Mrs. Wix transferred the straighteners to her pupil's face. "Over to what?"

"To her keeping me instead."

"Instead of Sir Claude?" Mrs. Wix was distinctly gaining time.

"Yes; who else?—since it's not instead of you."

Mrs. Wix colored at this lucidity. "Yes—that is what she means."

"Well, do you like it?" Maisie asked.

She actually had to wait, for, oh, her friend was embarrassed! "My opposition to the connection—theirs—would then, naturally, to some extent fall. She has treated me to-day with peculiar consideration; not that I don't know very well where she got the pattern of it! But of course," Mrs. Wix hastened to add, "I should n't like her as the one nearly so well as him."

"'Nearly so well'!" Maisie echoed: "I should hope indeed not." She spoke with a firmness at which she was the first to be amazed. "I thought you 'adored' him."

"I do," Mrs. Wix sturdily allowed.

"Then have you suddenly begun to adore her too?"

Mrs. Wix, instead of directly answering, only blinked in support of her sturdiness. "My dear, in what a tone you ask that! You 're coming out."

"Why shouldn't I? You've come out. Mrs. Beale has come out. We each have our turn!" And Maisie threw off the most extraordinary little laugh that had ever passed her young lips.

There passed Mrs. Wix's indeed the next moment a sound that more than matched it. "You 're most remarkable!" she neighed.

Her pupil faltered a few seconds. "I think you 've done a great deal to make me so."

"Very true—I have." She dropped to humility, as if she recalled her so recent self-arraignment.

"Would you accept her, then?
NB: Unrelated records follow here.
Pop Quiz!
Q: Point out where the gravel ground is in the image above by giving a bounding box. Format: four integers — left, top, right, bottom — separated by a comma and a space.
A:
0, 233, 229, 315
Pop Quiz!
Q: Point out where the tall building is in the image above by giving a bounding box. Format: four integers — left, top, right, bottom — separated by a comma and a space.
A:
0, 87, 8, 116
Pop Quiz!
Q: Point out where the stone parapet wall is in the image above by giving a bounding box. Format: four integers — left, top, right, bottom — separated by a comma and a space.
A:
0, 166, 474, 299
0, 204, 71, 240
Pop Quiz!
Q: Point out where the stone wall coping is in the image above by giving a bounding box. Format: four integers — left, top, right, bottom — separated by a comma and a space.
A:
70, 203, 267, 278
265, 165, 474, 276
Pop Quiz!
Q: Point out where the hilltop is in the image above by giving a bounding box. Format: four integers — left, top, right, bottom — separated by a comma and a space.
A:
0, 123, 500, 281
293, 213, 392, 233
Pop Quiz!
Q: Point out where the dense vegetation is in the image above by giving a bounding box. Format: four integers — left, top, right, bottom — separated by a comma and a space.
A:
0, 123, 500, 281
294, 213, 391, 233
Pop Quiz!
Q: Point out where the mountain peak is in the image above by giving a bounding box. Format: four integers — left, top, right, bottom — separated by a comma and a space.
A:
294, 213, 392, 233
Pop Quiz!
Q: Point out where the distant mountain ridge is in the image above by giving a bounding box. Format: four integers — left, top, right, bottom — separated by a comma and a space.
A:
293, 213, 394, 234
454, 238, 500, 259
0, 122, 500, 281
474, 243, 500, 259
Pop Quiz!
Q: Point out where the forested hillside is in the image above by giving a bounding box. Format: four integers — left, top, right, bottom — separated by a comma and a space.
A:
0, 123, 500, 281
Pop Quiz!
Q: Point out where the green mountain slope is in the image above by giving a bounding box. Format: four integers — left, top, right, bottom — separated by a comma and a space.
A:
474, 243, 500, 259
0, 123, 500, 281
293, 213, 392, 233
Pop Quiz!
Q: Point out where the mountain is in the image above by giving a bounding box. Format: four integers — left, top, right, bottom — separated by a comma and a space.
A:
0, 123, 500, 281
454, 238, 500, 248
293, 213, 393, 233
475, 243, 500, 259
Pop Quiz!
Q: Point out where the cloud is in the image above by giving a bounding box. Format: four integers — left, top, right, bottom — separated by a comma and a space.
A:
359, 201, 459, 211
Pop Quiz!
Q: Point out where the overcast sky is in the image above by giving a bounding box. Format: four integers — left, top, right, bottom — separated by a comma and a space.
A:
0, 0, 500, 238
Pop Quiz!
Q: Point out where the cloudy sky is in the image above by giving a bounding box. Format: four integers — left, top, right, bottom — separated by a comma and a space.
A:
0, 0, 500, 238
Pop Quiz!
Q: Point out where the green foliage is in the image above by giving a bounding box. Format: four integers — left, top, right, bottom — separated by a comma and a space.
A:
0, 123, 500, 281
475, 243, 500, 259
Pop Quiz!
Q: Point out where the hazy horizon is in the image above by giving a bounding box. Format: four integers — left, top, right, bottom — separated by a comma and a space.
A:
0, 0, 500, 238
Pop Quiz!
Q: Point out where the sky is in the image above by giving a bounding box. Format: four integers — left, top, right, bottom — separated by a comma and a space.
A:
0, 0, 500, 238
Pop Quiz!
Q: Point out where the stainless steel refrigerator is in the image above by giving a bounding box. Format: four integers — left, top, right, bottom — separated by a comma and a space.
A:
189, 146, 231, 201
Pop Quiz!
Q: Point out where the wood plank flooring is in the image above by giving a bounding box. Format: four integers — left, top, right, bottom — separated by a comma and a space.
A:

That's what I ask," said Maisie.

"As a substitute?" Mrs. Wix turned it over; she met again the child's eyes. "She has literally almost fawned upon me."

"She has n't fawned upon him. She hasn't even been kind to him."

Mrs. Wix looked as if she had now an advantage. "Then do you propose to 'kill' her?"

"You don't answer my question," Maisie persisted. "I want to know if you accept her."

Mrs. Wix continued to dodge. "I want to know if you do!"

Everything in the child's person at this announced that it was easy to know. "Not for a moment."

"Not the two now?" Mrs. Wix had caught on—she flushed with it. "Only him alone?"

"Him alone or nobody."

"Not even me?" cried Mrs. Wix.

Maisie looked at her a moment, then began to undress. "Oh, you 're nobody!"